On the map at the command center, Wide Ruins is color-coded tan, meaning that distress calls are still coming in.

Manychildren said she believes that some of the calls now coming in are from people who weren't home when the Emergency Operations Center initiated a search-and-rescue operation in the area earlier this week.

Dorothy Baldwin, Wide Ruins community service coordinator, said snow in the area was estimated to be as high as 25 inches, and now it is melting and saturating the dirt roads.

Though the focus is still grading roads, Wide Ruins has also begun to deliver wood and food to residents who need it most, said Marsha Joe, office specialist at Wide Ruins Chapter.

Since firewood is in short supply and commanding above-normal prices, the chapter has decided to purchase wood from any vendor willing to deliver it, she said.

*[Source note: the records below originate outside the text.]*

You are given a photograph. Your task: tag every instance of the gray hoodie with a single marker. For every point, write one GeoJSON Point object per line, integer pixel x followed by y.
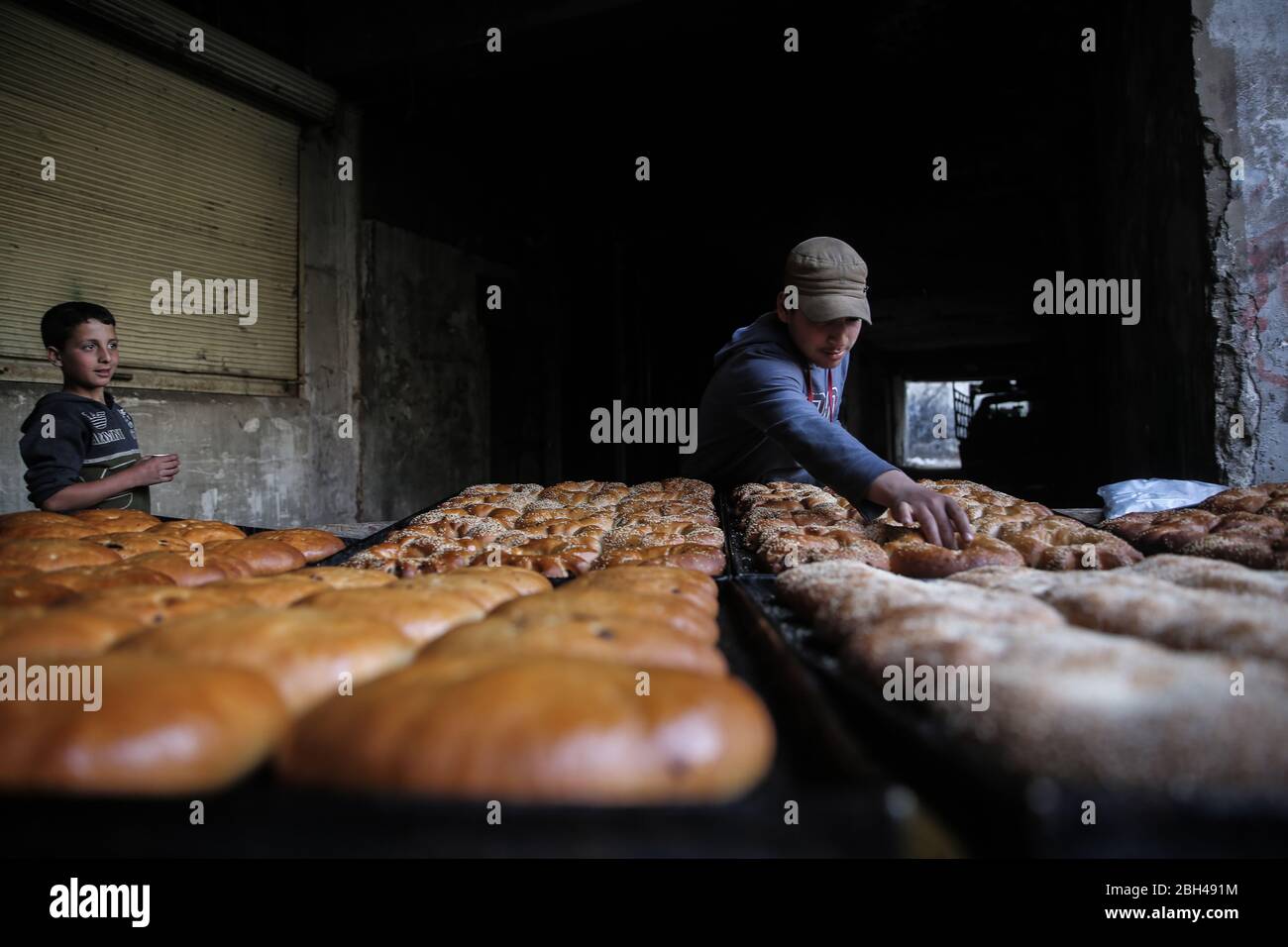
{"type": "Point", "coordinates": [765, 416]}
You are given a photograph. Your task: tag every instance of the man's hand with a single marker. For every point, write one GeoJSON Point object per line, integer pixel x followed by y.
{"type": "Point", "coordinates": [940, 519]}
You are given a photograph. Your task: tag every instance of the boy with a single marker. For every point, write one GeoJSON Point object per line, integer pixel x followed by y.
{"type": "Point", "coordinates": [78, 445]}
{"type": "Point", "coordinates": [771, 411]}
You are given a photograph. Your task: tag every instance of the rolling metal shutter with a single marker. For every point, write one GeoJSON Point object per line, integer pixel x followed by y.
{"type": "Point", "coordinates": [155, 172]}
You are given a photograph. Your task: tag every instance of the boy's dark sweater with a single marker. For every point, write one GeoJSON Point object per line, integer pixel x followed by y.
{"type": "Point", "coordinates": [85, 441]}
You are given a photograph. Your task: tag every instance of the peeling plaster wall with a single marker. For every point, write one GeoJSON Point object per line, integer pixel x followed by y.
{"type": "Point", "coordinates": [426, 385]}
{"type": "Point", "coordinates": [1240, 55]}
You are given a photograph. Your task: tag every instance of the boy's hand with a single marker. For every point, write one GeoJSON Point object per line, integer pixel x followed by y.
{"type": "Point", "coordinates": [940, 519]}
{"type": "Point", "coordinates": [159, 468]}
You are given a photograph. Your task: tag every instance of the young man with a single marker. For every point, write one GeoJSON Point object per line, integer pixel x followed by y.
{"type": "Point", "coordinates": [771, 411]}
{"type": "Point", "coordinates": [78, 445]}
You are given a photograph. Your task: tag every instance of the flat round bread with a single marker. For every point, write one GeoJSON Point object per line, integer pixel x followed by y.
{"type": "Point", "coordinates": [117, 521]}
{"type": "Point", "coordinates": [640, 643]}
{"type": "Point", "coordinates": [163, 727]}
{"type": "Point", "coordinates": [303, 651]}
{"type": "Point", "coordinates": [313, 544]}
{"type": "Point", "coordinates": [48, 556]}
{"type": "Point", "coordinates": [585, 733]}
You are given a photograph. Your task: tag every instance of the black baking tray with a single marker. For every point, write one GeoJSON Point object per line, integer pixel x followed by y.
{"type": "Point", "coordinates": [248, 530]}
{"type": "Point", "coordinates": [741, 561]}
{"type": "Point", "coordinates": [1001, 813]}
{"type": "Point", "coordinates": [842, 801]}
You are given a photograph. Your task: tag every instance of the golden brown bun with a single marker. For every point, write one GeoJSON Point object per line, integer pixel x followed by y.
{"type": "Point", "coordinates": [62, 634]}
{"type": "Point", "coordinates": [303, 651]}
{"type": "Point", "coordinates": [263, 557]}
{"type": "Point", "coordinates": [313, 544]}
{"type": "Point", "coordinates": [592, 603]}
{"type": "Point", "coordinates": [93, 578]}
{"type": "Point", "coordinates": [270, 591]}
{"type": "Point", "coordinates": [50, 556]}
{"type": "Point", "coordinates": [163, 727]}
{"type": "Point", "coordinates": [18, 592]}
{"type": "Point", "coordinates": [117, 521]}
{"type": "Point", "coordinates": [640, 643]}
{"type": "Point", "coordinates": [695, 587]}
{"type": "Point", "coordinates": [449, 727]}
{"type": "Point", "coordinates": [130, 544]}
{"type": "Point", "coordinates": [11, 521]}
{"type": "Point", "coordinates": [153, 605]}
{"type": "Point", "coordinates": [69, 530]}
{"type": "Point", "coordinates": [344, 578]}
{"type": "Point", "coordinates": [198, 530]}
{"type": "Point", "coordinates": [180, 570]}
{"type": "Point", "coordinates": [420, 615]}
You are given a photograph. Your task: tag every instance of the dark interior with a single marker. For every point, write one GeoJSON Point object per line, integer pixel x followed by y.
{"type": "Point", "coordinates": [625, 289]}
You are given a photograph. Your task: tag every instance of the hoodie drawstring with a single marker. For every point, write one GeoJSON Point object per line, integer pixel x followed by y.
{"type": "Point", "coordinates": [827, 395]}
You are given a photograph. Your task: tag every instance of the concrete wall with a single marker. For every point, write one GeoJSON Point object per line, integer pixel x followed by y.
{"type": "Point", "coordinates": [425, 369]}
{"type": "Point", "coordinates": [1240, 54]}
{"type": "Point", "coordinates": [258, 460]}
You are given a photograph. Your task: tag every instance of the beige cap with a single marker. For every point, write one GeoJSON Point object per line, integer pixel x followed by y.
{"type": "Point", "coordinates": [831, 279]}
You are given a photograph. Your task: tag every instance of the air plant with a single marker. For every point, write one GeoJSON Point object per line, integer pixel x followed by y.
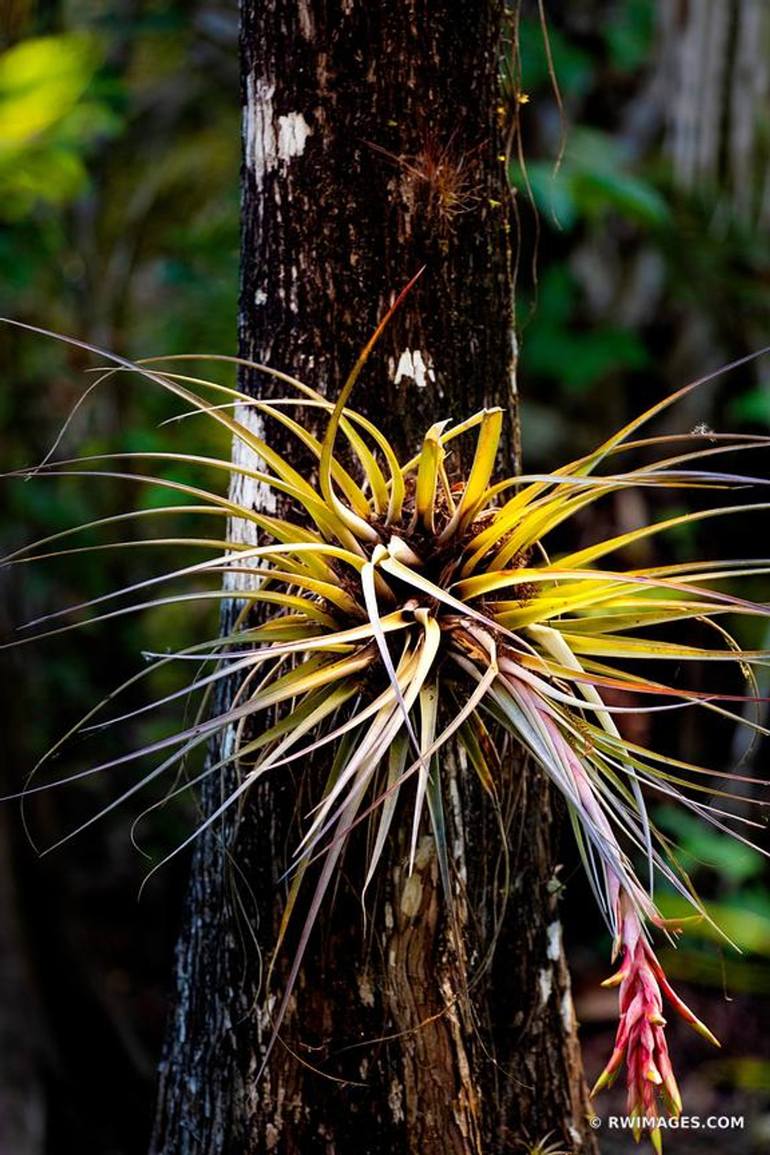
{"type": "Point", "coordinates": [406, 605]}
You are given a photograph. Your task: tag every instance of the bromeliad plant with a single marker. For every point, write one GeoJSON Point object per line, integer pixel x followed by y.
{"type": "Point", "coordinates": [405, 605]}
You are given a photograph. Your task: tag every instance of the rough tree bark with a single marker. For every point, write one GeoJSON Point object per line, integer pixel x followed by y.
{"type": "Point", "coordinates": [372, 140]}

"This is for our grandparents," she said, adding that as of Wednesday morning, the chapter had bought five loads of wood from independent vendors.

In addition to wood, the chapter over the past couple of weeks has received a number of goods from various agencies. The chapter house storage rooms are lined with bags of potatoes, and in another room, there are blankets and bottled water. All of which is going to community members who haven't yet come in to claim their allotted food baskets, Joe said.

Even though the chapter is providing donated relief items to their residents, Baldwin said residents need to heed warnings of new storms.

"You guys all know we have four seasons," she said, stressing preparedness. "So when the weather comes, you'll be stocked up so you don't have to go anywhere."

King Kong to the rescue

Though Wide Ruins might not have any equipment to grade roads or remove snow, it has one vehicle that can be relied upon to transport goods to residents in good times and bad. Its name is King Kong.

"Are you going to let King Kong out of the cage?" Joe says whenever they are about to use the chapter's 2006 heavy-duty dual wheeled truck.

On Wednesday morning, King Kong was sent on a mission to deliver a load of firewood to Martha Burns, 73, a Wide Ruins resident. The pickup bed holds about half a cord, enough to last her for several weeks if she's careful.

King Kong was covered with clumps of mud from the front grill to the sides of the rear wheels.

"You're going to mess up our windows," Baldwin said jokingly when a passenger rolled down the mud-speckled window.

Baldwin said the vehicle has become an important asset since the chapter has to pick up the supplies provided by the tribe. The truck rumbled south on U.S. 191 before Baldwin turned west onto Blue Metal Road.

Though the road was in drivable condition, Baldwin maneuvered the truck in and around 30-foot-long mud puddles holding a foot of water.

"This year was worse," she said, comparing recent snowfall to years past.

After nearly 20 minutes of driving through mud, ruts and snow, Baldwin reached Burns' doublewide mobile home.

As a chapter helper unloaded the wood, Burns said her son was snowed in and couldn't go to work when the storm first came.

"I lost my job because I couldn't get out," said Keegan Burns, 35, of Wide Ruins.

He said he worked at a convenience store in Sanders, Ariz., but when he missed three days of work because of the storm, he was fired.

That made the chapter's help even more welcome.

"Thank you," Martha Burns said to Baldwin. "Now we'll be warm for awhile."